X-ray Footprinting
Structure determination through probing solvent accessible regions of biomolecules

Left: With the method of X-ray footprinting, an X-ray beam interacts with water in solution to produce hydroxyl radicals, which covalently modify proteins in solvent-accessible regions; these modifications are detected using standard liquid chromatography mass spectrometry (LC-MS). Right: Highlights of the types of structural information that can be obtained using the method, from dynamics of G-protein-coupled receptors (GPCR) activation, to prion surface features, to how proteins fit together in cellular structures.[Image Credits: (1) Lawrence Berkeley National Laboratory; (2) Reprinted from Du, Y., et al. 2019. Assembly of a GPCR-G Protein Complex, Cell 177(5), 1232-42, with permission from Elsevier; (3) Reprinted under a Creative Commons Attribution 4.0 International License (CC BY 4.0) from Sommer, M., et al. 2019. DOI: 10.1104/pp.18.01190; (4) Lawrence Berkeley National Laboratory; (5) Case Western Reserve University.]
Conceptual overview available here: https://youtu.be/wnnbICWUTjA.
Key Features of X-ray Footprinting
- Data obtained is used to construct a “water map,” revealing locations of water molecules at the time of X-ray exposure
- Typical X-ray exposure time on the order of microseconds or milliseconds
- Yields protein conformation or protein-protein interaction regions as a function of time
- Oxidative modifications are permanent and preserved post-exposure so samples can be stored for later analysis by liquid chromatography mass spectrometry (LC-MS) or sequencing, as appropriate to the sample type
BER Researchers Use X-ray Footprinting to Study:
- Evolution of protein structure and protein-protein interaction in solution under both steady-state or time-resolved conditions, including in response to outside stressors
- Protein or nucleic acid folding or unfolding mechanisms
- Protein-nucleic acid interactions
- Develop structural understanding of intrinsically disordered proteins that are challenging for standard methods
- Examination of protein or nucleic acids structure in intact viruses or from brain tissue
- Small molecule interactions with proteins, such as drug binding to targets or binding of proteins to inorganic structures
Sample Considerations
- 5-10 micromolar concentration
- 5-200 microliters sample volumes depending on the experiment
- Sample buffers should be minimally scavenging (e.g., no glycerol)

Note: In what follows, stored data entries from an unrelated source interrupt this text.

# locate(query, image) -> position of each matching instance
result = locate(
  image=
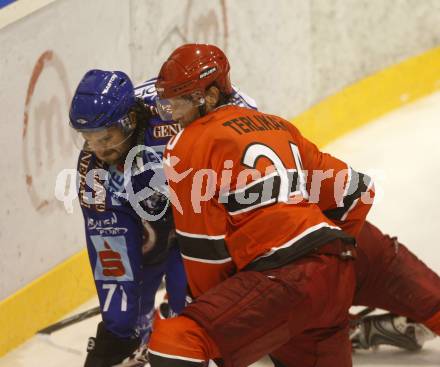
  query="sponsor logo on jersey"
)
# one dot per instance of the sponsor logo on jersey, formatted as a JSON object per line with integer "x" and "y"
{"x": 207, "y": 72}
{"x": 166, "y": 130}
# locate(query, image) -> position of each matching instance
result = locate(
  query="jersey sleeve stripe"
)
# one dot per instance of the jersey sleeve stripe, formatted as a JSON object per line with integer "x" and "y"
{"x": 202, "y": 236}
{"x": 311, "y": 239}
{"x": 203, "y": 249}
{"x": 223, "y": 261}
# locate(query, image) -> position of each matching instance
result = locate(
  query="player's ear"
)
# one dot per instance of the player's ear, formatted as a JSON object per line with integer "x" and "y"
{"x": 212, "y": 97}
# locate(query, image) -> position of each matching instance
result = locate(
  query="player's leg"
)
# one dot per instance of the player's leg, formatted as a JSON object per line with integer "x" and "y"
{"x": 238, "y": 317}
{"x": 175, "y": 282}
{"x": 390, "y": 277}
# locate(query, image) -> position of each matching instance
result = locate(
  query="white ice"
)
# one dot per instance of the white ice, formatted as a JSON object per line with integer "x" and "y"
{"x": 402, "y": 152}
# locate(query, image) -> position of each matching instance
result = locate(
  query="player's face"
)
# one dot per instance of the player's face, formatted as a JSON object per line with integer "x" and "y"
{"x": 109, "y": 145}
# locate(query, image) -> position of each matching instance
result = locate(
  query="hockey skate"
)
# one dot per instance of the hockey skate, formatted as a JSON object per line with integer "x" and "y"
{"x": 388, "y": 329}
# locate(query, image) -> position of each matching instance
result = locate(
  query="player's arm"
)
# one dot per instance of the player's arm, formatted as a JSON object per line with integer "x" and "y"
{"x": 344, "y": 195}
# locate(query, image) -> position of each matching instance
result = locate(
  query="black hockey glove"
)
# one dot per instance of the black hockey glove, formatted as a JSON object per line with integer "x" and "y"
{"x": 108, "y": 349}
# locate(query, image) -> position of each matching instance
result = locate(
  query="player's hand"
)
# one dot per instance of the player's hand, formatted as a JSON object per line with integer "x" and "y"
{"x": 107, "y": 349}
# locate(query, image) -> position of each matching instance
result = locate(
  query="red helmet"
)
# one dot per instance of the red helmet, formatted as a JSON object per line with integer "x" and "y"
{"x": 191, "y": 68}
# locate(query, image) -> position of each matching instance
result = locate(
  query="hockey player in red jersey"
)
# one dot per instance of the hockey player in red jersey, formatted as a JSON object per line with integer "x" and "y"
{"x": 263, "y": 271}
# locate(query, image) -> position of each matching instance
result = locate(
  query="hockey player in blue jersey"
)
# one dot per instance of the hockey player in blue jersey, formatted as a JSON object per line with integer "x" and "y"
{"x": 123, "y": 196}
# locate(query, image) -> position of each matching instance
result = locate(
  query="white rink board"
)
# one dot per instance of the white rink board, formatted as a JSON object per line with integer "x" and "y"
{"x": 414, "y": 126}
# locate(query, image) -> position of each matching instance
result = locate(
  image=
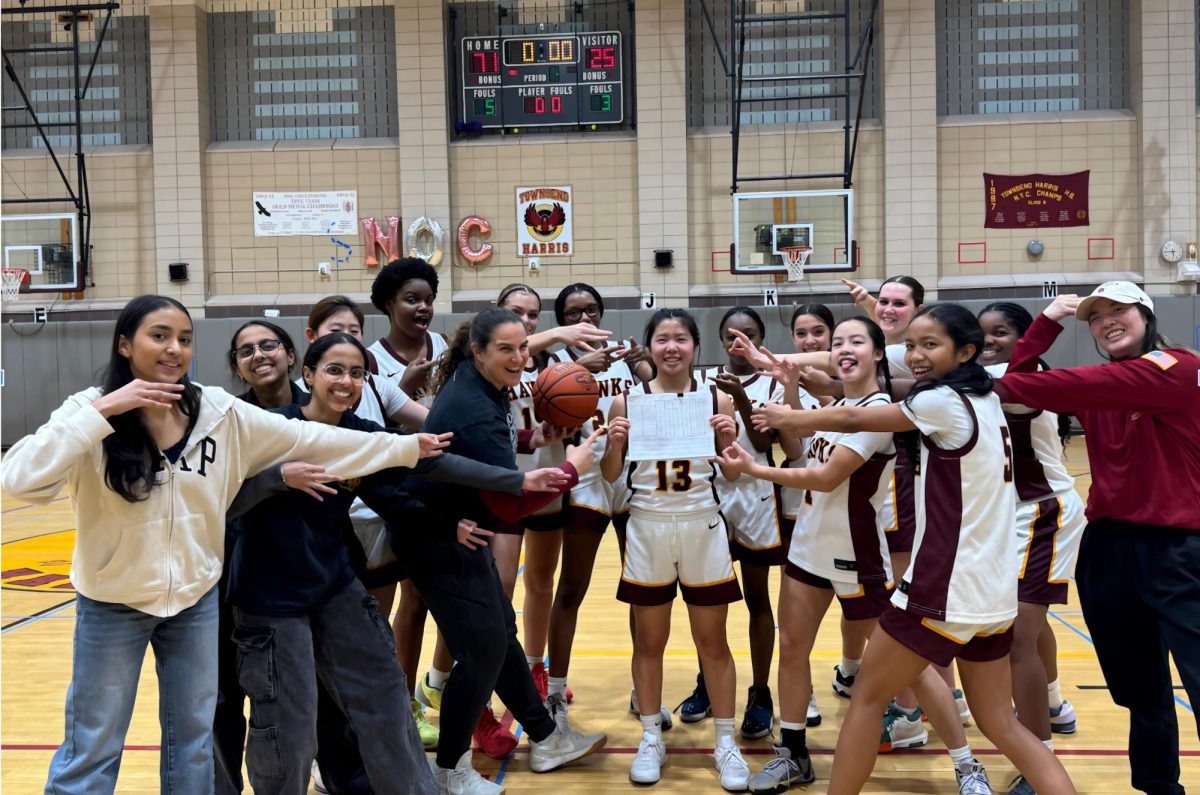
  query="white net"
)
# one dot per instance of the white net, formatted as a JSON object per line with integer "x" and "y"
{"x": 795, "y": 258}
{"x": 12, "y": 279}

- 96-well plate or liquid jet/capillary sample delivery options
- On-site or remote beamline access; LC-MS on demand
X-ray Footprinting Beamlines at DOE User Facilities
- X-ray Footprinting of Biological Materials at NSLS-II, BNL (17-BM XFP)

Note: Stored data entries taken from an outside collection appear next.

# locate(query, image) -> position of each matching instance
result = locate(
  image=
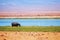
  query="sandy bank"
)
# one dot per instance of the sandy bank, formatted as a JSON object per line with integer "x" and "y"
{"x": 29, "y": 35}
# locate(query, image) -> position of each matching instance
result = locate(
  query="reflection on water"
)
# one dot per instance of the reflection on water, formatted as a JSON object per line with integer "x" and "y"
{"x": 31, "y": 22}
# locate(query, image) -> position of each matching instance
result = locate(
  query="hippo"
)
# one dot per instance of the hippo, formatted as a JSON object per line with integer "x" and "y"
{"x": 15, "y": 24}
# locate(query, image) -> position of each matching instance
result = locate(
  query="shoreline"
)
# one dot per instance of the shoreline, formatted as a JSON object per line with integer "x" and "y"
{"x": 29, "y": 35}
{"x": 34, "y": 17}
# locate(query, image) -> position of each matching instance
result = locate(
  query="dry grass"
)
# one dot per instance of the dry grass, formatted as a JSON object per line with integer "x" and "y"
{"x": 6, "y": 35}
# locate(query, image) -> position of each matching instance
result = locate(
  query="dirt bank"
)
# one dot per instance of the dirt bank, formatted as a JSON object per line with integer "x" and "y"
{"x": 4, "y": 35}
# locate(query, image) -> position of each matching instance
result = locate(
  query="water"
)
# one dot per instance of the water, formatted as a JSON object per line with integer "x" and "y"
{"x": 31, "y": 22}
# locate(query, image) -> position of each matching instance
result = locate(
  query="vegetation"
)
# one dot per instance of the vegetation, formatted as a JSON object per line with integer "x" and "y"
{"x": 31, "y": 28}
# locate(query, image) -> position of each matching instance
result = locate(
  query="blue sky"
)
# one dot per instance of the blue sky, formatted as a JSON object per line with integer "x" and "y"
{"x": 29, "y": 5}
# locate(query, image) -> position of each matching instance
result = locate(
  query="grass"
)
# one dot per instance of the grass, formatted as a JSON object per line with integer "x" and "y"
{"x": 32, "y": 28}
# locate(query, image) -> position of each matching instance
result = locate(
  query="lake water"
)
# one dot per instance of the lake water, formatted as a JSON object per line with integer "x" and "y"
{"x": 31, "y": 22}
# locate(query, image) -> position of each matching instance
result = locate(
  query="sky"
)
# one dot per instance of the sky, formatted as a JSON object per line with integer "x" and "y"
{"x": 29, "y": 6}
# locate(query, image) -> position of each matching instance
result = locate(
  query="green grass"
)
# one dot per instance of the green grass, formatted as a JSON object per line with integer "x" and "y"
{"x": 32, "y": 28}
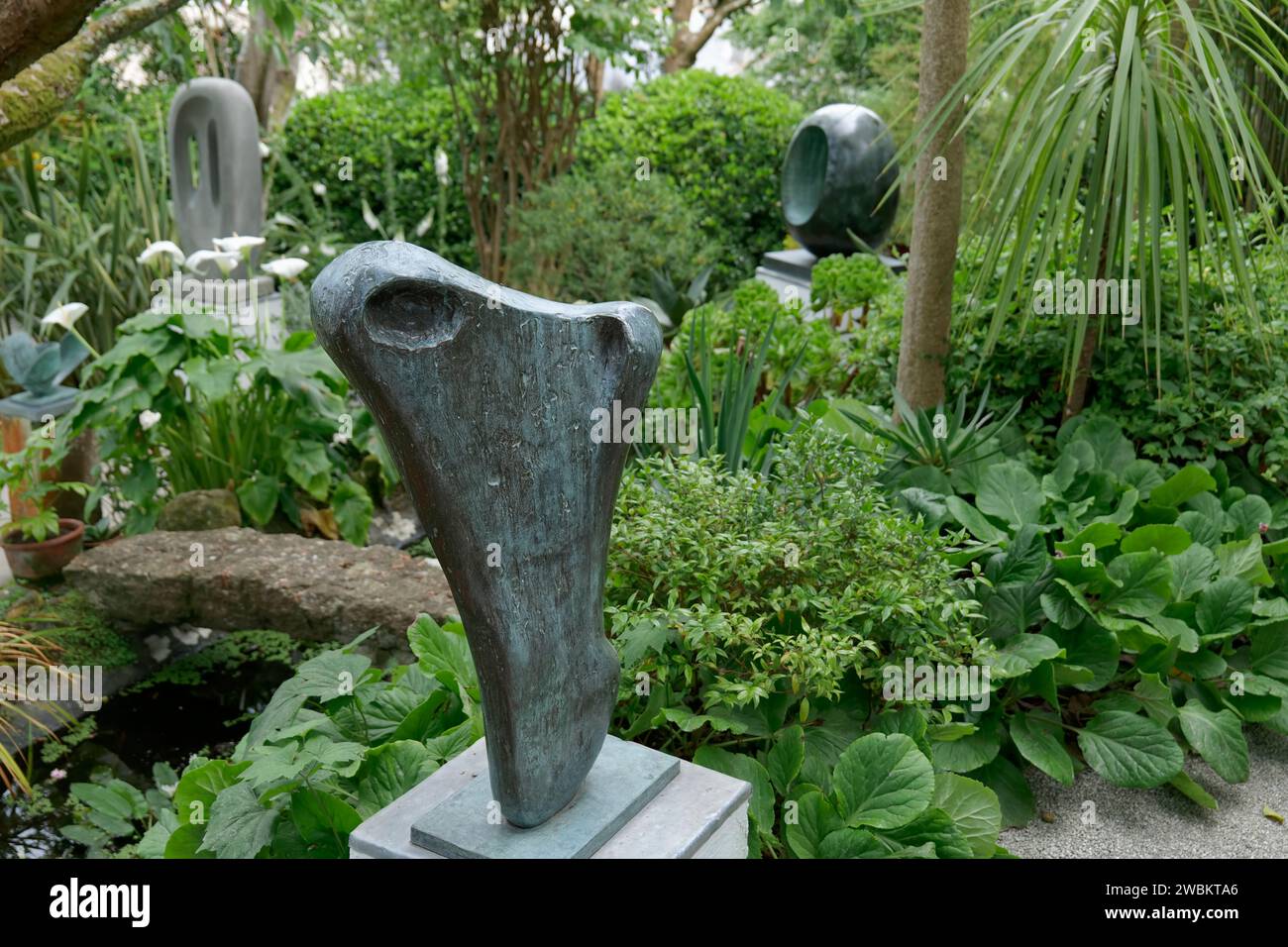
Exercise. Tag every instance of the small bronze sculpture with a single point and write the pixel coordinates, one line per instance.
(838, 169)
(484, 397)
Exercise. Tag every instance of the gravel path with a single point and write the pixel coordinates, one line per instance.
(1163, 823)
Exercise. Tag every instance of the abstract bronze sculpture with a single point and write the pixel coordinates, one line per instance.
(213, 120)
(838, 169)
(484, 397)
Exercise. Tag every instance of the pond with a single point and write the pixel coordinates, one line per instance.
(162, 720)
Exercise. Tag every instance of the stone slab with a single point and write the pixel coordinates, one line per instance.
(699, 813)
(623, 780)
(309, 587)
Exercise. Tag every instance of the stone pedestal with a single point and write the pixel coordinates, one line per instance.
(790, 272)
(694, 813)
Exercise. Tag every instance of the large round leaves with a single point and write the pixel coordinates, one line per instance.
(883, 781)
(1129, 750)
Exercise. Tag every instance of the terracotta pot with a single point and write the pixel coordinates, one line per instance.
(48, 558)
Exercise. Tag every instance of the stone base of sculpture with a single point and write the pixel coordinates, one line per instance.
(790, 272)
(679, 810)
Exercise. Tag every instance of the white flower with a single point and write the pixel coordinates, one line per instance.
(227, 262)
(64, 315)
(287, 268)
(161, 248)
(237, 245)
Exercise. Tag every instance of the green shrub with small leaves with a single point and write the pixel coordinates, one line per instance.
(848, 282)
(597, 236)
(720, 140)
(807, 357)
(386, 134)
(733, 590)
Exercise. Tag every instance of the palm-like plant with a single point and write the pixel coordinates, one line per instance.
(18, 716)
(1132, 133)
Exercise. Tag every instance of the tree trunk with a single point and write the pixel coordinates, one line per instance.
(29, 29)
(1077, 397)
(936, 211)
(686, 43)
(37, 94)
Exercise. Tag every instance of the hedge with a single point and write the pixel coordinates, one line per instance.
(374, 124)
(720, 140)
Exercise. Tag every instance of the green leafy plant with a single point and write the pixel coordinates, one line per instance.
(845, 283)
(599, 235)
(75, 235)
(1137, 612)
(734, 423)
(719, 140)
(26, 475)
(188, 405)
(336, 744)
(751, 604)
(110, 813)
(1132, 128)
(391, 133)
(930, 447)
(671, 303)
(888, 801)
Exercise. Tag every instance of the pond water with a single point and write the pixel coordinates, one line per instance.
(156, 723)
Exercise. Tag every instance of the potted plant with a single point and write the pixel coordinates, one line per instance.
(37, 541)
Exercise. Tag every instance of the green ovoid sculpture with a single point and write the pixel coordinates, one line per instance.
(484, 398)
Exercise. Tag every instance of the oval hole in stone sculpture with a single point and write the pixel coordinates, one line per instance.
(411, 313)
(213, 161)
(804, 174)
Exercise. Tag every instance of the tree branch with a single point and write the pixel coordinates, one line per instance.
(34, 97)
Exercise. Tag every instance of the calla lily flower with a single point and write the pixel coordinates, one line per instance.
(161, 249)
(286, 268)
(237, 245)
(64, 315)
(227, 262)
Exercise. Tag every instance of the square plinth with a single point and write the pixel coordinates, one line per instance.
(699, 813)
(625, 779)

- X-ray Footprinting at the ALS at ALS, LBNL (3.3.1)
References
- Du, Y., et al. 2019. “Assembly of a GPCR-G Protein Complex,” Cell 177(5), 1232-42. DOI: 10.1016/j.cell.2019.04.022.
- Sommer, M., et al. 2019. “Heterohexamers Formed by CcmK3 and CcmK4 Increase the Complexity of Beta Carboxysome Shells,” Plant Physiology 179(1), 156-67. DOI: 10.1104/pp.18.01190.

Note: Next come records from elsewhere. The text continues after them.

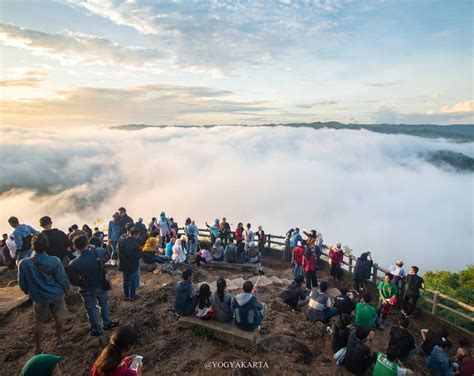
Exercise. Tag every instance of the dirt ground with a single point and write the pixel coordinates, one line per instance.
(290, 344)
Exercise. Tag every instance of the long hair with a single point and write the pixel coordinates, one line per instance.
(221, 285)
(120, 342)
(204, 295)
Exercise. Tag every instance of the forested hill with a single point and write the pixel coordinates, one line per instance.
(456, 132)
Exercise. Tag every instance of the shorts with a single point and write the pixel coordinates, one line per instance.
(42, 312)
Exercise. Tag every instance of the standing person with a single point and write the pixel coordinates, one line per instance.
(309, 268)
(366, 315)
(113, 360)
(222, 302)
(191, 231)
(87, 230)
(248, 310)
(129, 264)
(86, 273)
(224, 231)
(262, 239)
(320, 306)
(413, 285)
(362, 270)
(239, 233)
(359, 357)
(336, 254)
(401, 338)
(44, 280)
(22, 234)
(99, 235)
(58, 241)
(386, 364)
(287, 253)
(113, 235)
(248, 237)
(152, 229)
(185, 300)
(124, 219)
(214, 230)
(387, 298)
(164, 227)
(297, 259)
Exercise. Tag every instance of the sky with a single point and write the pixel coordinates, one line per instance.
(70, 63)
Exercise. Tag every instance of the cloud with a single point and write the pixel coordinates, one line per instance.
(370, 191)
(152, 104)
(23, 77)
(76, 48)
(467, 106)
(219, 36)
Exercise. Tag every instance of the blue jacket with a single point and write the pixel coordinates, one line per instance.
(438, 362)
(114, 231)
(45, 282)
(84, 270)
(20, 232)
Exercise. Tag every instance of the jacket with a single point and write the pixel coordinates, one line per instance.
(84, 271)
(186, 299)
(129, 255)
(43, 278)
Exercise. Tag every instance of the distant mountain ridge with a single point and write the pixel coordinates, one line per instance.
(455, 132)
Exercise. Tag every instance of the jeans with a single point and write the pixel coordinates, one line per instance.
(91, 300)
(24, 254)
(298, 270)
(130, 282)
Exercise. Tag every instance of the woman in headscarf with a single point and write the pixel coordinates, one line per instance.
(150, 252)
(179, 253)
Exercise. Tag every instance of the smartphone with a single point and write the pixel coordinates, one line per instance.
(136, 362)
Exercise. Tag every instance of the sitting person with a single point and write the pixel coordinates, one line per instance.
(150, 252)
(230, 253)
(386, 364)
(431, 338)
(341, 328)
(295, 295)
(343, 303)
(113, 360)
(222, 302)
(185, 301)
(401, 338)
(248, 311)
(204, 309)
(366, 315)
(438, 361)
(319, 307)
(217, 250)
(42, 364)
(169, 247)
(179, 253)
(359, 357)
(203, 255)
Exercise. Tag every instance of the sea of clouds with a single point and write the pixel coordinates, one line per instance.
(370, 191)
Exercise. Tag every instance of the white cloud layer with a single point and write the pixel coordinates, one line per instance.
(370, 191)
(78, 48)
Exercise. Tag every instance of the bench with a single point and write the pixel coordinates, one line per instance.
(226, 332)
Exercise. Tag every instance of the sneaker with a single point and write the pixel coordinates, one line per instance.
(96, 334)
(111, 325)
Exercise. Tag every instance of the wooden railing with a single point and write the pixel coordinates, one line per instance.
(277, 242)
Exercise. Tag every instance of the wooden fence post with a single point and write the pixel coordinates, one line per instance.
(374, 273)
(434, 310)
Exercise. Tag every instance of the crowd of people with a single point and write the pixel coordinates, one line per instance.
(50, 261)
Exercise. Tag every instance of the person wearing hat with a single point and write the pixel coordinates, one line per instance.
(42, 365)
(59, 243)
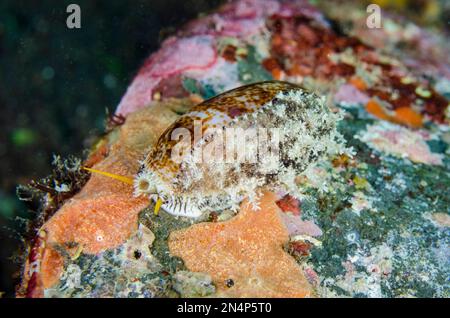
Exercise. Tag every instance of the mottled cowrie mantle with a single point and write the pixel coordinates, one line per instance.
(299, 131)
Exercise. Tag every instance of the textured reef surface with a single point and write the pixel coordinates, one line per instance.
(370, 223)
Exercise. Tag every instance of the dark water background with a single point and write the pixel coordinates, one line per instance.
(56, 83)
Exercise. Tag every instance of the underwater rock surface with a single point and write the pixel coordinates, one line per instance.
(371, 224)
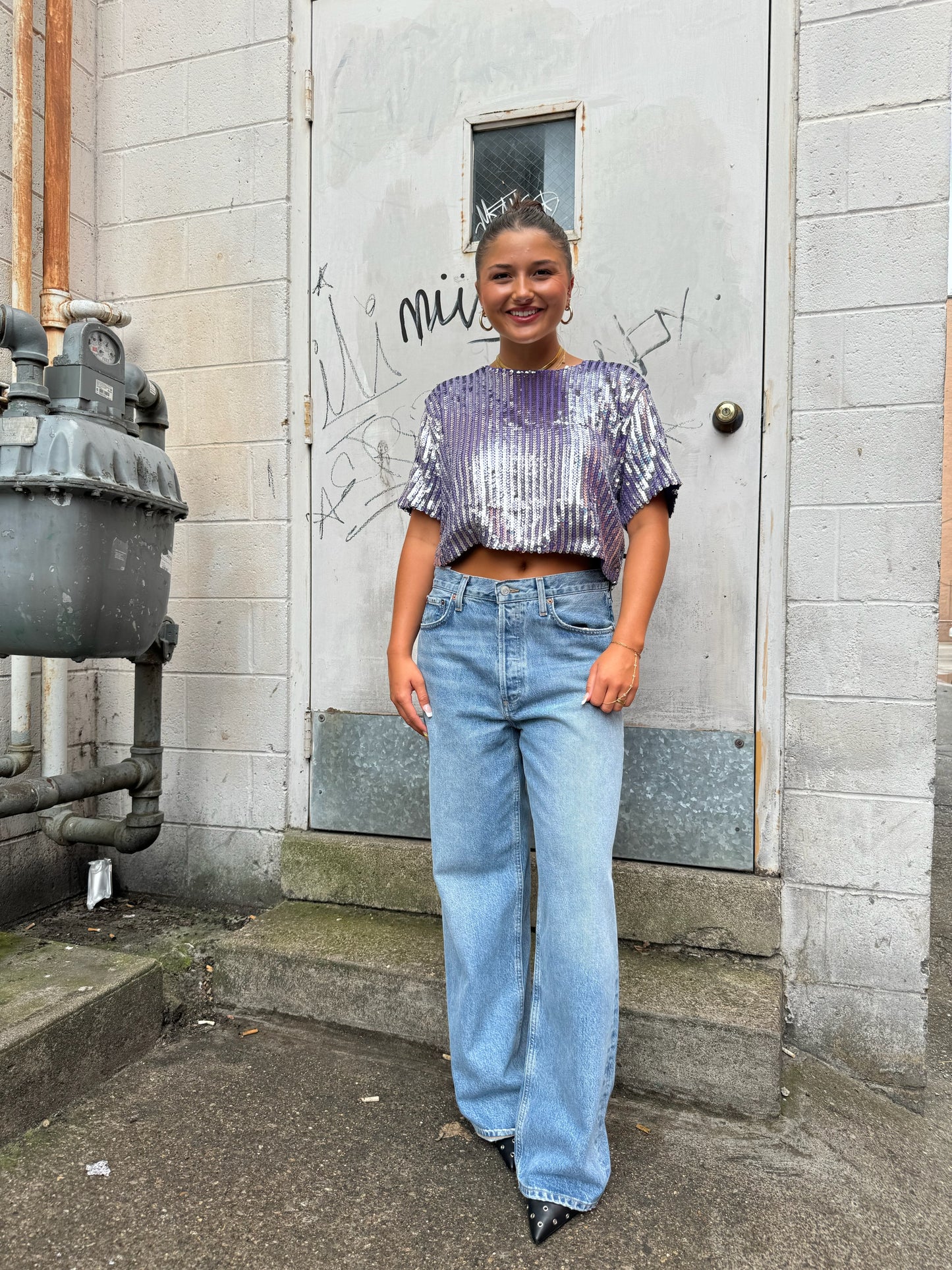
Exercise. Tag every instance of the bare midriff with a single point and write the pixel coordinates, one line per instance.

- Schoof, M., et al. 2020. “An Ultrapotent Synthetic Nanobody Neutralizes SARS-CoV-2 by Stabilizing Inactive Spike,” Science 370(6523), 1473-79. DOI: 10.1126/science.abe3255.
- Kamali-Jamil, R., et al. 2021. “The Ultrastructure of Infectious L-type Bovine Spongiform Encephalopathy Prions Constrains Molecular Models,” PLoS Pathogens 17(6), e1009628. DOI: 10.1371/journal.ppat.1009628.